Around this Spring Festival holiday, a group of folk artists started to teach children and teenagers in the Kuangzhong community in Huinong District in the city of Shizuishan.
"Children have become interested in the traditional folk art during the Spring Festival holiday," said Li Zhanlin, a local official in the community.
Recently, the community has launched three eggshell carving training activities, attracting at least 20 children each time.
To carve delicate and exquisite patterns, including flowers and birds, fantasy creatures and the twelve Chinese zodiac signs, on the thin and fragile eggshells has aroused children's curiosity.
"Each hair of the animals can be clearly seen on the carved eggshell," said Lu.
Learning from the artists, Lu and his friends started to punch holes in the eggs, extract the yolk, paint the eggshell and then carve it.
"The eggshells can break easily in the process, but the children are very concentrated," said Zhu Jinjun, a tutor at the community cultural activity center.
"Eggshell carving is an intangible cultural heritage. When teaching how to carve, I like to tell children the relevant historic and cultural knowledge," Zhu said.
They may not become folk art masters from the short holiday training, but Zhu hopes the activities can help the children experience the traditional culture.

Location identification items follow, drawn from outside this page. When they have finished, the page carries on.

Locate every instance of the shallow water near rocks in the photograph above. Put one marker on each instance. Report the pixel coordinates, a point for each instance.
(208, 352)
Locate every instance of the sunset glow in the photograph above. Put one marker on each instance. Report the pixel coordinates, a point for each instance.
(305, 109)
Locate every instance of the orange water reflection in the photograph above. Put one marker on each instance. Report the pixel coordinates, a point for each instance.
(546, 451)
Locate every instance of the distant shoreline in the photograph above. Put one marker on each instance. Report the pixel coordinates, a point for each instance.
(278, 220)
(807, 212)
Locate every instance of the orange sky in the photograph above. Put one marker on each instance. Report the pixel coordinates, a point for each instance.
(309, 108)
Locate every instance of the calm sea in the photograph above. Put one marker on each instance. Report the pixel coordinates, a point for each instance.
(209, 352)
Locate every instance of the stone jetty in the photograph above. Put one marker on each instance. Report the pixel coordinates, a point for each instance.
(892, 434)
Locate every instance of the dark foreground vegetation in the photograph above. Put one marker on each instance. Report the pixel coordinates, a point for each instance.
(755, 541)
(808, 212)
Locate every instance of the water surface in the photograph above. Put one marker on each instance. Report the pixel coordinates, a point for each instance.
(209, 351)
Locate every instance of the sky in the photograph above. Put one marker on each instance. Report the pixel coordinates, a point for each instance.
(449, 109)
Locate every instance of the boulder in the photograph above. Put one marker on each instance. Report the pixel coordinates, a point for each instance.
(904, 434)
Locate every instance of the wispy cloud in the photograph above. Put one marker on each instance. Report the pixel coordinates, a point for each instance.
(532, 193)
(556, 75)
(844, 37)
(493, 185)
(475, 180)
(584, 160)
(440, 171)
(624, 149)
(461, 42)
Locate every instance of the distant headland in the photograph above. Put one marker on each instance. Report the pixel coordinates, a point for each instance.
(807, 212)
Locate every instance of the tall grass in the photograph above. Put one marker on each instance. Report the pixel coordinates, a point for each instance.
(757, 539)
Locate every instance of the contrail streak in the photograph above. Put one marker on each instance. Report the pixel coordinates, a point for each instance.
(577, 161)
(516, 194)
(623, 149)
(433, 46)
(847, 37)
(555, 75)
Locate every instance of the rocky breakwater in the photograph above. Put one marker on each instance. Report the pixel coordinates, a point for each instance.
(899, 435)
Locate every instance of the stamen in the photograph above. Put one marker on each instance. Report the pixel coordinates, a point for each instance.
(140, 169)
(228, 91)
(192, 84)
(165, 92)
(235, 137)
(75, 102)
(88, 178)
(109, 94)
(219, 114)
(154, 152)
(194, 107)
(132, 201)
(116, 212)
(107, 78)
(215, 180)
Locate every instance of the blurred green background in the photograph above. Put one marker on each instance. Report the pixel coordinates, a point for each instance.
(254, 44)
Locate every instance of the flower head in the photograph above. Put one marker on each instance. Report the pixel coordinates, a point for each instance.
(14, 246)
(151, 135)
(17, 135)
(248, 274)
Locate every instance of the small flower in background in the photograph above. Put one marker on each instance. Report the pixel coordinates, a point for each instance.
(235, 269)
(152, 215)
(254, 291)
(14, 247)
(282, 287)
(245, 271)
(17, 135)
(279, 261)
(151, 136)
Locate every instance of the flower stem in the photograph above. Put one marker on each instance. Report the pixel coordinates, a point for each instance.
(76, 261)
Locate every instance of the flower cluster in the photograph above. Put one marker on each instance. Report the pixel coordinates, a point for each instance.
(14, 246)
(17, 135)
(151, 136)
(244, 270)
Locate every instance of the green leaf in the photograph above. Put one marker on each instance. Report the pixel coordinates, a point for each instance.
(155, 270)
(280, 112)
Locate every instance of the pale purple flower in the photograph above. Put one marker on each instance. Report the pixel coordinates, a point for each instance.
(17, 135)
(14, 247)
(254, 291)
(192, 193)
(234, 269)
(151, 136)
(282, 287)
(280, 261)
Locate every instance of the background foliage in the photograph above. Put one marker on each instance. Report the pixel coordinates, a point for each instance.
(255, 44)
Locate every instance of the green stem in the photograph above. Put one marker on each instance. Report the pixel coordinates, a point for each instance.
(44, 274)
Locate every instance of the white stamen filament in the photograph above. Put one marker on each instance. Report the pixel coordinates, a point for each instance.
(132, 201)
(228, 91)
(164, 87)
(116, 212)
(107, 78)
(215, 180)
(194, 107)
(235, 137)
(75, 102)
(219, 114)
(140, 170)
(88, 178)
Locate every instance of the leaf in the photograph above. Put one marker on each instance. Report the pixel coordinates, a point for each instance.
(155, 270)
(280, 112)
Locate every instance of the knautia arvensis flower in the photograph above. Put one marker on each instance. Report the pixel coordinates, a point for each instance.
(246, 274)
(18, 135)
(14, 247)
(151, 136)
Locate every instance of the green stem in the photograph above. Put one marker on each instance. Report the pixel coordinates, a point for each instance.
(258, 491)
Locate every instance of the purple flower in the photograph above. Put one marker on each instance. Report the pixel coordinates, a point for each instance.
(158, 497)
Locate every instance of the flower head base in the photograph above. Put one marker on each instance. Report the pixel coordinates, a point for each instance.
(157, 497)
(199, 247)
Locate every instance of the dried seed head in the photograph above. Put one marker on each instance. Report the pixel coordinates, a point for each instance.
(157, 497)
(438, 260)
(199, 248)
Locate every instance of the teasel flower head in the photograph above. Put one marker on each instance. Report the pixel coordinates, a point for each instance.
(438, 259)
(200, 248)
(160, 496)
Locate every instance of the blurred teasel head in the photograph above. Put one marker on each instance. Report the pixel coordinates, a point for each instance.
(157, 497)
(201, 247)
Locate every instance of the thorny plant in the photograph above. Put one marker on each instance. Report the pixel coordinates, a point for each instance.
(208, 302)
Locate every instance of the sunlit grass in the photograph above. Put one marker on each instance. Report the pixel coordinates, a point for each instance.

Zhu, also a retired miner, learned how to carve eggshells by himself.
In 2017, the community established studios for folk artists like Zhu to encourage them to play positive roles in spreading the traditional culture and arts.
"With the help of these folk artists, children in the community are becoming increasingly interested in traditional art such as Chinese calligraphy, painting, paper cutting and the diabolo -- the Chinese yo-yo," said Li Zhanlin.